Another aspect I've been looking into with respect to optimizing the rendering speed is data sources that are not in the target projection. Not being in the target projection forces Mapnik to reproject them on the fly, and this for each (meta)tile, whereas it would make more sense to have them already reprojected.

In my case I have 3 datasets, big ones, in EPSG:4258. The three datasets are elevation, hill and slope shade based on EEA's DEM files. The source tiles amount to almost 29GiB, and the elevation layer, being RGB, takes more than that. So I set off to try to reproject the things.

My first, more obvious approach was to reproject every 5x5°, 18000x18000px tile, then derive the data I need, but I started to get gaps between tiles. Notice that the original data is cleanly cut (5° x 3600"/° x 1px/" == 18000px), without any overlapping.

The next approach was to merge them all in a .vrt file, then reproject chunks of it with gdalwarp. What I wanted as output was the same 5x5° tiles, reprojected, but with an extra pixel, so they overlap. This last requirement was the problematic one. See, the final projection makes any square in the original projection a tall rectangle, stretching more and more towards the poles. The closest I could get was to use the -ts option, but that meant that I didn't get any control about how many extra pixels I got in the vertical/latitude direction. My OCD started thrashing :) In fact what happened was that I was not sure how GDAL would handle the possible partial pixel, whether rounding down (meaning excluding it), up (finishing it), or simply leaving the pixel with partial data and impacting the final rendering.

Even Rouault pointed to me that gdalwarp can do something fantastic: it can generate a .vrt file too with all the parameters needed for the reprojection, so reading from there was automatically reprojecting the original data. The resulting dataset is 288,000x325,220px (the original is 288,000x180,000px), so I'm definitely going to cut it down in small tiles. After consulting with a eight-ball, I decided to discard the idea of tiles with boundaries based on coordinates, which might not even make sense anymore, but settle for pixel based sizes, still with an extra pixel. The chosen size is 2**14+1 a.k.a. 16385. For this gdal_translate is perfect.

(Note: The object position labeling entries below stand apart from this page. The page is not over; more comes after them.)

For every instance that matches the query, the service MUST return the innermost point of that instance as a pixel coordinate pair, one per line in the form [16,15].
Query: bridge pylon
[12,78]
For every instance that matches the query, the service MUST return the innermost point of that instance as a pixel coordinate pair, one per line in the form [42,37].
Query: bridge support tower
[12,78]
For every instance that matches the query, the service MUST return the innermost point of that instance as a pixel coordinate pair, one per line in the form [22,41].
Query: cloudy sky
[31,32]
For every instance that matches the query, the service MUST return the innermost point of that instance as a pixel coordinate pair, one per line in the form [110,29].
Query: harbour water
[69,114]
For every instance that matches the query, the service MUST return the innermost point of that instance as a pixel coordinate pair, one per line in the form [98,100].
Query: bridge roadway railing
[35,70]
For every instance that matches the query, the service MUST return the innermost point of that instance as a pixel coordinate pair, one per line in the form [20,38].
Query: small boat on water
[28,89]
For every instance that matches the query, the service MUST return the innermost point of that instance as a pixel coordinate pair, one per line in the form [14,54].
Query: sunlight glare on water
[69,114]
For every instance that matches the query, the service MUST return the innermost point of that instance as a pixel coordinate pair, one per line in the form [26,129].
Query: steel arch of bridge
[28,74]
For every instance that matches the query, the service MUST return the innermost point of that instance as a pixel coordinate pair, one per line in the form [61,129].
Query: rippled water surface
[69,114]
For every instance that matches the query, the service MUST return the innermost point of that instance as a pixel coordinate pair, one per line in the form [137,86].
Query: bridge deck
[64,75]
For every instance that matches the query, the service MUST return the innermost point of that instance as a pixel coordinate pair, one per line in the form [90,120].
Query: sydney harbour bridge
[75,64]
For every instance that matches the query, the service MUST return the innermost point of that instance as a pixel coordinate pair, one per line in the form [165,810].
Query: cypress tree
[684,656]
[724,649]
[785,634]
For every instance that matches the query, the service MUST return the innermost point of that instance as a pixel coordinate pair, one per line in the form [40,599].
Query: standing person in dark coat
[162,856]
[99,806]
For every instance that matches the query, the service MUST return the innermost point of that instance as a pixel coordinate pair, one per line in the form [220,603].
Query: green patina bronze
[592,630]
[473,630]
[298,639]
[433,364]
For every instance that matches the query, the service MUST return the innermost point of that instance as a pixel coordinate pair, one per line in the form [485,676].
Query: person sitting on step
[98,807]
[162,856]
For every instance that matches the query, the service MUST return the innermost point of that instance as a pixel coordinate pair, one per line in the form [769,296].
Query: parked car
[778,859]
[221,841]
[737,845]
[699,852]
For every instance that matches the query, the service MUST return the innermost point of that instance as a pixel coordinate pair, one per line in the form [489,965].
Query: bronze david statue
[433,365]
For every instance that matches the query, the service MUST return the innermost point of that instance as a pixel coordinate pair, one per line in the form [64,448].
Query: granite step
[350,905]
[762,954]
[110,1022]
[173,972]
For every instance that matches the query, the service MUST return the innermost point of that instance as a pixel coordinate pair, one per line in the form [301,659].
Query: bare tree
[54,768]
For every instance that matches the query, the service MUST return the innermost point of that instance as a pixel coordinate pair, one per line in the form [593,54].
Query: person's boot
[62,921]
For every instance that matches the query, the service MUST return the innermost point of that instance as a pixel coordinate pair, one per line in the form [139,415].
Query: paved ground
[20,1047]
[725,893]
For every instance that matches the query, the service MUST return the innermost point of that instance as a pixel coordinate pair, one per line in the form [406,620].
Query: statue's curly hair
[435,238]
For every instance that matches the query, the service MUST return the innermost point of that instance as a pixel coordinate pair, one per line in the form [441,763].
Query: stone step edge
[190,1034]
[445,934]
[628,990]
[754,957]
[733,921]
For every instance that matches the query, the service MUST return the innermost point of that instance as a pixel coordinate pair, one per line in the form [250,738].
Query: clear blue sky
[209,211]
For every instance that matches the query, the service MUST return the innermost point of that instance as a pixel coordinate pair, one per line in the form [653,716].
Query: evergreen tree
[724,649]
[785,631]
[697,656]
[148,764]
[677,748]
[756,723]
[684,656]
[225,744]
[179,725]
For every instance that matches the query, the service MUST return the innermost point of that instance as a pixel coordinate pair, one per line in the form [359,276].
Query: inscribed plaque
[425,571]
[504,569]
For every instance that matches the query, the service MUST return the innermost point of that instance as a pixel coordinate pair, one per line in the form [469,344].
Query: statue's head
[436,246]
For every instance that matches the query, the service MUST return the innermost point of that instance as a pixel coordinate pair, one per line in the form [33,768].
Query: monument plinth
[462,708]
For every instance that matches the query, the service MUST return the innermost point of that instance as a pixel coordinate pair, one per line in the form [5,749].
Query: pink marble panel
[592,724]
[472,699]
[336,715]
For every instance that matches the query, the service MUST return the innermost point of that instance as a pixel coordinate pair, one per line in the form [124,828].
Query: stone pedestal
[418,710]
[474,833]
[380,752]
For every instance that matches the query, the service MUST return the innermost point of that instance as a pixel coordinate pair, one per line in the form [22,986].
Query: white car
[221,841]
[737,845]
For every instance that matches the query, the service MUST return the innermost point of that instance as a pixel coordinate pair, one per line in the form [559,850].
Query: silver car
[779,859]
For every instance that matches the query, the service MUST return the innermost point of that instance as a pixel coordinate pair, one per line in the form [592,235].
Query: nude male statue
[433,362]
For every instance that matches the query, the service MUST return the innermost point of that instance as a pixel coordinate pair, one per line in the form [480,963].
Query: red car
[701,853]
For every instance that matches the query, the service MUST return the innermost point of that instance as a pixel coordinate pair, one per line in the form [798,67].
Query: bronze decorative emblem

The final algorithm is like this:

gdalwarp -t_srs "+proj=merc +a=6378137 +b=6378137 +lat_ts=0.0 +lon_0=0.0 \
    +x_0=0.0 +y_0=0.0 +k=1.0 +units=m +nadgrids=@null +wktext +no_defs +over" \
    -r lanczos -tr 30.92208077590933 -30.92208077590933 \
    -of VRT EU-DEM.vrt EU-DEM-corrected.vrt

The values for the -tr option is the pixel size in meters, which is the unit declared in the SRS. Notice that as Mercator stretches towards the poles, this is the size at the origin of the projection; in this case, at 0° lat, 0° lon.

Then the reprojection (by reading from the reprojecting dataset) and cut, in a couple of loops:

tile_size=$((2**14)); \
for i in $(seq 0 17); do
    for j in $(seq 0 5); do
        for k in $(seq 0 3); do
            l=$((4*$j+$k));
            gdal_translate -co BIGTIFF=YES -co TILED=YES -co COMPRESS=LZMA \
                -co LZMA_PRESET=9 \
                -srcwin $(($tile_size*$i)) $(($tile_size*$l)) \
                    $(($tile_size+1)) $(($tile_size+1)) \
                -of GTiff EU-DEM-corrected.vrt \
                $(printf "%03dx%03d-corrected.tif" $i $l) &
        done;
        wait;
    done;
done

There's an extra loop to be able to launch 4 workers at the same time, because I have 4 cores. This doesn't occupy the 4 cores a 100% of the time (cores that already finished stay idle until the other finished), but it was getting akward to express in a Makefile, and this is run only once.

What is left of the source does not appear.